(Daily360.com) – Texas residents are receiving letters causing shock and dread as their property taxes are skyrocketing. Throughout Texas homeowners are seeing rapid increases between 15-30% on average. For example, one couple bought a 1,100 square foot house in East Austin for $200,000 in 2011. That house has seen its market value explode as the once sleepy farm town has become a “hot property” due to the influx of new residents. In 2022 that $200,000 house was appraised at $428,000 and now in 2023 it is valued at $656,000 which is a whopping 53% increase in one year. At first that seems like a great return on investment but when combined with inflation and wages not rising at the same rate, what the owners are left with is a potential massive tax bill.

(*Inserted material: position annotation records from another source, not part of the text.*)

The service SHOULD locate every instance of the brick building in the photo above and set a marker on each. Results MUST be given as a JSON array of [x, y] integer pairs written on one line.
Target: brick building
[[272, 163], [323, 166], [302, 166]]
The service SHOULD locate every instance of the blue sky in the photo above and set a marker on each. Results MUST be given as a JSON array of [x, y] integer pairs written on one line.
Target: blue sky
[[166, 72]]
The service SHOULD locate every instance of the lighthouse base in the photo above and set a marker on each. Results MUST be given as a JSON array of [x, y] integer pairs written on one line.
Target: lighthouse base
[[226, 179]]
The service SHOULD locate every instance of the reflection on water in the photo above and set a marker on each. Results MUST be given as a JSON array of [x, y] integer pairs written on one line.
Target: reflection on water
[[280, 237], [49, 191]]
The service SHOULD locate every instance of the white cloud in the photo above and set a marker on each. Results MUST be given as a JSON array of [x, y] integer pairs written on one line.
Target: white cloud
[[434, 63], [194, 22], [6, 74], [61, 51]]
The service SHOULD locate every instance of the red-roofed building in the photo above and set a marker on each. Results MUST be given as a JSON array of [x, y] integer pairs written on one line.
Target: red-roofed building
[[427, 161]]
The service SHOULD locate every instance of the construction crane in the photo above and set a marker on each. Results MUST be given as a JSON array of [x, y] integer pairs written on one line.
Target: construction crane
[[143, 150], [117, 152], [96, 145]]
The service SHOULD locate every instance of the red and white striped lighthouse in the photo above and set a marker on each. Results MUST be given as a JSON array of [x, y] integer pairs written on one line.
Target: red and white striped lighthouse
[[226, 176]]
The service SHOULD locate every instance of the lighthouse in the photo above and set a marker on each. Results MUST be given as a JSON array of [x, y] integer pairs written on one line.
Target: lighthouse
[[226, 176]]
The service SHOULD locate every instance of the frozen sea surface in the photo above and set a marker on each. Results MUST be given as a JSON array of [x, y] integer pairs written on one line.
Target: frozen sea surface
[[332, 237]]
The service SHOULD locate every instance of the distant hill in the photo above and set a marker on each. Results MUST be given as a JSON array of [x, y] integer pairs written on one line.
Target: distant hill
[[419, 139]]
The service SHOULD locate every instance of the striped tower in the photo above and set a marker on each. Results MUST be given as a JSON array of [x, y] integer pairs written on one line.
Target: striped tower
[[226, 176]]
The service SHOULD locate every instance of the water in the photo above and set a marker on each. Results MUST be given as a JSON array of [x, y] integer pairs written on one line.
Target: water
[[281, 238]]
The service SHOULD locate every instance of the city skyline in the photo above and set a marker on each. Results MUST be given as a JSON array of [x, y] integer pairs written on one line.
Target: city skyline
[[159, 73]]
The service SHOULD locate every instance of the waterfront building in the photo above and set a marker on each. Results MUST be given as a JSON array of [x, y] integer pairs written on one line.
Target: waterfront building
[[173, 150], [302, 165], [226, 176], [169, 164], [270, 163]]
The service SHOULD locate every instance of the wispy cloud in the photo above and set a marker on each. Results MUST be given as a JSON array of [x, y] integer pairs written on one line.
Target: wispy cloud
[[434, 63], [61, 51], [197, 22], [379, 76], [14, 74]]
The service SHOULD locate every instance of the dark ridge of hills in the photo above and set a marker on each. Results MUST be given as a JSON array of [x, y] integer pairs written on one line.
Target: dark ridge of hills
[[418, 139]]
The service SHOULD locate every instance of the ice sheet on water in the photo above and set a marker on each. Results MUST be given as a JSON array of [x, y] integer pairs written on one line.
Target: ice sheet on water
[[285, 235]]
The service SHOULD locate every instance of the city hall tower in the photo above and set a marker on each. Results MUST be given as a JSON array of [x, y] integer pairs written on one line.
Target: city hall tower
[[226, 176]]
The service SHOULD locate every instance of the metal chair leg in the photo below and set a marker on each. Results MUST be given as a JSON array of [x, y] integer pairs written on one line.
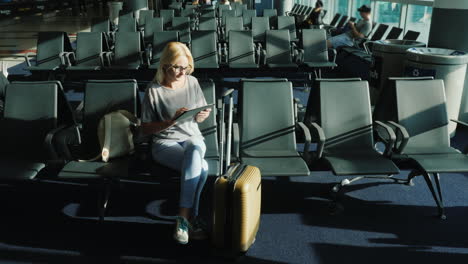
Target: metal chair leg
[[437, 199], [411, 176], [103, 200]]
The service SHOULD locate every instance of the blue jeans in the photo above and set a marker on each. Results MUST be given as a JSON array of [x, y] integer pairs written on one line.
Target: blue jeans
[[188, 158]]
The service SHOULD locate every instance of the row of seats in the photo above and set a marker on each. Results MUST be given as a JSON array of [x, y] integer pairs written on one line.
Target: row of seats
[[378, 32], [301, 12], [130, 53], [344, 131]]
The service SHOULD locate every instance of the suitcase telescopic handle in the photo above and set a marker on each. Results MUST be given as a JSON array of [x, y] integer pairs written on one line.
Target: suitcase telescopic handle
[[225, 166]]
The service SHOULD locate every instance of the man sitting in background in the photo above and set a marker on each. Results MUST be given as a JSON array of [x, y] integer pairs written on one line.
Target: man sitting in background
[[355, 31]]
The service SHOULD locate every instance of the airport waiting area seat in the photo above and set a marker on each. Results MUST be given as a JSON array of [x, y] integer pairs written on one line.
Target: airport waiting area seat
[[226, 14], [232, 23], [314, 52], [207, 23], [127, 24], [411, 35], [278, 50], [208, 14], [421, 125], [247, 18], [152, 25], [287, 22], [182, 24], [100, 97], [204, 50], [91, 53], [242, 52], [160, 40], [344, 131], [40, 107], [209, 129], [167, 15], [3, 83], [145, 15], [129, 51], [52, 47], [271, 146], [259, 27]]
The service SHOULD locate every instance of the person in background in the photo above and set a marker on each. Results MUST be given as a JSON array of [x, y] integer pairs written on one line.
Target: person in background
[[178, 145], [356, 31], [316, 17]]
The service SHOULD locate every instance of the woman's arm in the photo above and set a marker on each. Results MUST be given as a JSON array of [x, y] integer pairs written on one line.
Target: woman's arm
[[202, 116]]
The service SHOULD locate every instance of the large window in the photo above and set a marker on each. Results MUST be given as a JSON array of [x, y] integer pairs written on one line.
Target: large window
[[357, 4], [387, 13], [419, 19]]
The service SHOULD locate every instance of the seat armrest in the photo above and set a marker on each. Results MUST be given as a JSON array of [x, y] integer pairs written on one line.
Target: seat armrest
[[320, 136], [401, 135], [263, 56], [334, 55], [236, 140], [109, 56], [26, 58], [301, 55], [465, 150], [70, 58], [388, 140], [62, 55], [366, 46], [460, 122], [102, 59], [307, 140], [142, 57]]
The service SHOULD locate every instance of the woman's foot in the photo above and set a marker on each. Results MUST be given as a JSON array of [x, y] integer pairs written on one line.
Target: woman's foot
[[181, 232], [198, 230]]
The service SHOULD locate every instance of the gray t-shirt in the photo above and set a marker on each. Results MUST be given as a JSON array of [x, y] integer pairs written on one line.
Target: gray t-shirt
[[364, 27], [160, 103]]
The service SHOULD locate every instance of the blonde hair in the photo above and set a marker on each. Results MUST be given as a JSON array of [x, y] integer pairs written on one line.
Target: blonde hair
[[171, 53]]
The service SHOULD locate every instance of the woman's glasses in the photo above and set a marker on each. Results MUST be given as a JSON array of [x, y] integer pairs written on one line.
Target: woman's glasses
[[178, 69]]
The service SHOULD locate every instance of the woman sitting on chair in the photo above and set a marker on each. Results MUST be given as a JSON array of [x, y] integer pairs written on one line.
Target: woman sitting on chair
[[178, 145]]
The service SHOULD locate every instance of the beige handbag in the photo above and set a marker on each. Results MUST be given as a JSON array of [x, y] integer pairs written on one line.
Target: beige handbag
[[115, 135]]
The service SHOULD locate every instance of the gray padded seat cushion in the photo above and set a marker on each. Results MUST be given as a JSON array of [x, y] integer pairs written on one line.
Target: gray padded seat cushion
[[359, 163], [282, 65], [439, 163], [320, 64], [94, 170], [207, 65], [431, 150], [125, 67], [243, 66], [42, 68], [277, 166], [19, 169], [84, 68]]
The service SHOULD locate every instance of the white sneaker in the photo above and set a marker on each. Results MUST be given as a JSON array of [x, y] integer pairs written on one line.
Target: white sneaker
[[181, 230]]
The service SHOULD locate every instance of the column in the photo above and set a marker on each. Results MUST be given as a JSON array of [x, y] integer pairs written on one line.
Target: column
[[449, 20]]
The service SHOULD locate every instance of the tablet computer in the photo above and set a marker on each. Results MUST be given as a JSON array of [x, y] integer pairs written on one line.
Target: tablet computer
[[192, 113]]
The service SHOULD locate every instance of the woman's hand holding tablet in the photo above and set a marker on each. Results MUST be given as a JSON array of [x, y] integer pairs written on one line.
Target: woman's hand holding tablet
[[188, 114]]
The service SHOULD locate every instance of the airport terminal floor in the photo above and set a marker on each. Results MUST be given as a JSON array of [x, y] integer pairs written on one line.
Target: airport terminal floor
[[374, 220]]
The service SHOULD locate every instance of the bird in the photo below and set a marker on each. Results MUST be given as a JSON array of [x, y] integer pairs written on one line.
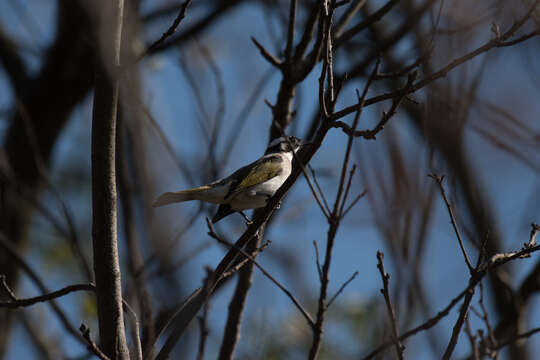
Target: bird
[[249, 187]]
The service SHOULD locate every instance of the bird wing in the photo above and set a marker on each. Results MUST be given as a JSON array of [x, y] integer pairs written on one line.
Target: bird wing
[[255, 173]]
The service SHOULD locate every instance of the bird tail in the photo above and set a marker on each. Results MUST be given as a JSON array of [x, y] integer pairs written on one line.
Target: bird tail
[[180, 196]]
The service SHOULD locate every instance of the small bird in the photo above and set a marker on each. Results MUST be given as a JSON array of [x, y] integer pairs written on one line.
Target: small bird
[[249, 187]]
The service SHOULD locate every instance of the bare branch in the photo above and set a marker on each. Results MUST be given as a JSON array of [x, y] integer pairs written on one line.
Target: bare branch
[[306, 315], [342, 288], [391, 313], [439, 179], [92, 346], [15, 303], [169, 32], [267, 55]]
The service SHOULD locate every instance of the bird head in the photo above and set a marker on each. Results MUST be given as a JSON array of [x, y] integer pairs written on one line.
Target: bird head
[[285, 144]]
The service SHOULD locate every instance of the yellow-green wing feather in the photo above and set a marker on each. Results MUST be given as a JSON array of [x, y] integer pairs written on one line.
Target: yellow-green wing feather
[[256, 173]]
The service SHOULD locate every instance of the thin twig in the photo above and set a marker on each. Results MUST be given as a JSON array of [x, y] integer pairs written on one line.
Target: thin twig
[[535, 228], [169, 32], [342, 288], [493, 262], [317, 262], [493, 43], [92, 346], [203, 325], [351, 205], [347, 189], [386, 116], [267, 55], [6, 288], [306, 315], [386, 293], [15, 303], [19, 260], [290, 31], [439, 179], [319, 188]]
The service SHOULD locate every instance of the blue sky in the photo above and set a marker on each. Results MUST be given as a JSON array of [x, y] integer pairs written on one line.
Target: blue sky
[[170, 100]]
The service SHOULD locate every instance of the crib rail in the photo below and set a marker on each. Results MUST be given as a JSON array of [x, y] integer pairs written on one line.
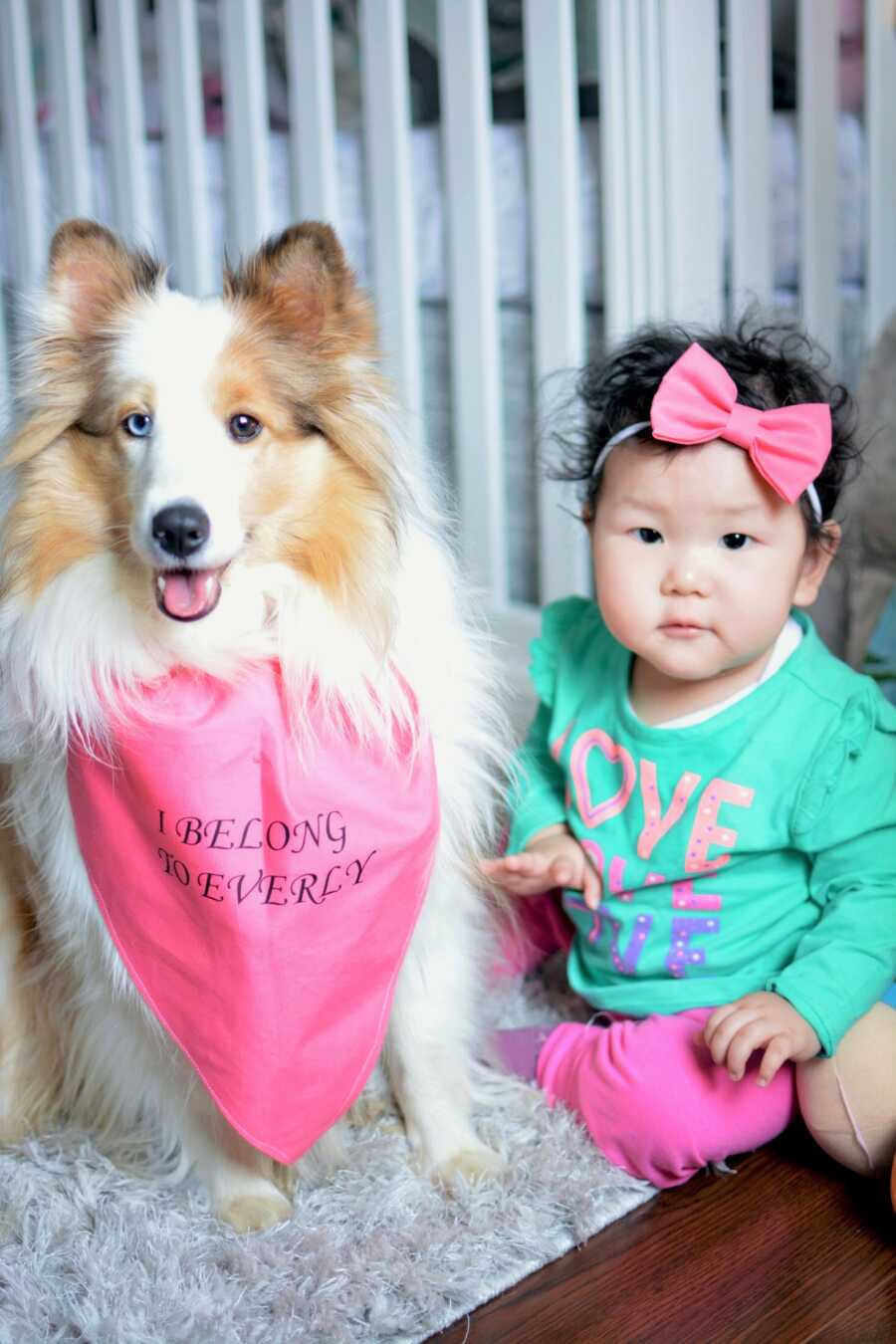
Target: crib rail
[[670, 100]]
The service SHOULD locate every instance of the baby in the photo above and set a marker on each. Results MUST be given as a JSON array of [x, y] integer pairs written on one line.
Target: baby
[[714, 790]]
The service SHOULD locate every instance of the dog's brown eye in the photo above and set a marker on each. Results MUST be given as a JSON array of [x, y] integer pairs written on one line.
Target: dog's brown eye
[[243, 427]]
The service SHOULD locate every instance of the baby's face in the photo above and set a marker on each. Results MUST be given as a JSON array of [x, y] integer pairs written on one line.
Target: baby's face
[[697, 560]]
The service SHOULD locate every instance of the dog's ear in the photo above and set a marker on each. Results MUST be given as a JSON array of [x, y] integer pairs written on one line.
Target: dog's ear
[[91, 275], [305, 288]]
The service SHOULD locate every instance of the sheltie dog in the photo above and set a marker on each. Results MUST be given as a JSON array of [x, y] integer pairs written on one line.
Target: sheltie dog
[[210, 486]]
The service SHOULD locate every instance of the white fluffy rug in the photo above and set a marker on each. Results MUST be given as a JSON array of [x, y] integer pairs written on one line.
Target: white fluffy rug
[[373, 1251]]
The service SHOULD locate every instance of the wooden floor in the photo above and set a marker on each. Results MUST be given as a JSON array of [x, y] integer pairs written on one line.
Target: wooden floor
[[790, 1248]]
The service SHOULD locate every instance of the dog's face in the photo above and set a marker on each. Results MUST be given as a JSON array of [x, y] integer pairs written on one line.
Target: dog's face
[[189, 440]]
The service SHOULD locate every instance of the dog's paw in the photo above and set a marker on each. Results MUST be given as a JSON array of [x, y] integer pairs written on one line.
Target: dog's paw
[[254, 1213], [469, 1164]]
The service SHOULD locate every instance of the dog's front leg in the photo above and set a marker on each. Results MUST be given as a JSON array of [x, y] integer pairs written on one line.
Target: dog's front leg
[[434, 1027], [237, 1176]]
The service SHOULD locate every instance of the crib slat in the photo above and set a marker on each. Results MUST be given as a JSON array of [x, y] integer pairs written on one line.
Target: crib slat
[[6, 391], [817, 108], [73, 188], [312, 117], [558, 302], [614, 172], [750, 149], [388, 173], [692, 133], [187, 192], [880, 122], [129, 180], [476, 363], [20, 142], [245, 123], [654, 167], [635, 125]]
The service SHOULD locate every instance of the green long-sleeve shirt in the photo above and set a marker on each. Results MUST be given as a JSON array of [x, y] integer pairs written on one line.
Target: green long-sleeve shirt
[[755, 849]]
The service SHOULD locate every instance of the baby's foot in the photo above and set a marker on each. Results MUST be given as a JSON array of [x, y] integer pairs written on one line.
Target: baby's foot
[[519, 1048]]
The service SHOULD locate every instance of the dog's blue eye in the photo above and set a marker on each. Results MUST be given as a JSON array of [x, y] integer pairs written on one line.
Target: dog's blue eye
[[137, 425], [243, 427]]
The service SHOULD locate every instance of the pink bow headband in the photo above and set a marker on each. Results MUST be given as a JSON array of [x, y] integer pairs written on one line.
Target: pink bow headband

The appraisal value does not directly correlate to taxes and there are some carve-outs such as what’s called the ‘homestead exemption.’ The tax rate will be determined by what’s called “taxable value” which in many cases should be less than the appraised value. In Texas, local officials are responsible for property tax assessment which has led to frustration from residents who feel they are rising too much. For Californians moving into the state, they have a different perspective as in that state property taxes are directly tied to property sales prices. The Texas system is being outpaced by the mass exodus from neighboring states. Texas has seen a population increase of about 19% from 2007 to 2017 and inflation grew 18% over the same time frame. The Lone Star State has gained over 9 million new residents from 2000 to 2022.
Dade Phalen the Republican Texas House Speaker has introduced legislation called House Bill 2 which he terms the “largest property tax cut ever” as it would force the lowering the state’s cap on property tax appraisals to 5% down from the 10% of the current ‘homestead exception.’ During his inaugural address Texas Lt. Governor Dan Patrick vowed to get the new homestead legislation passed.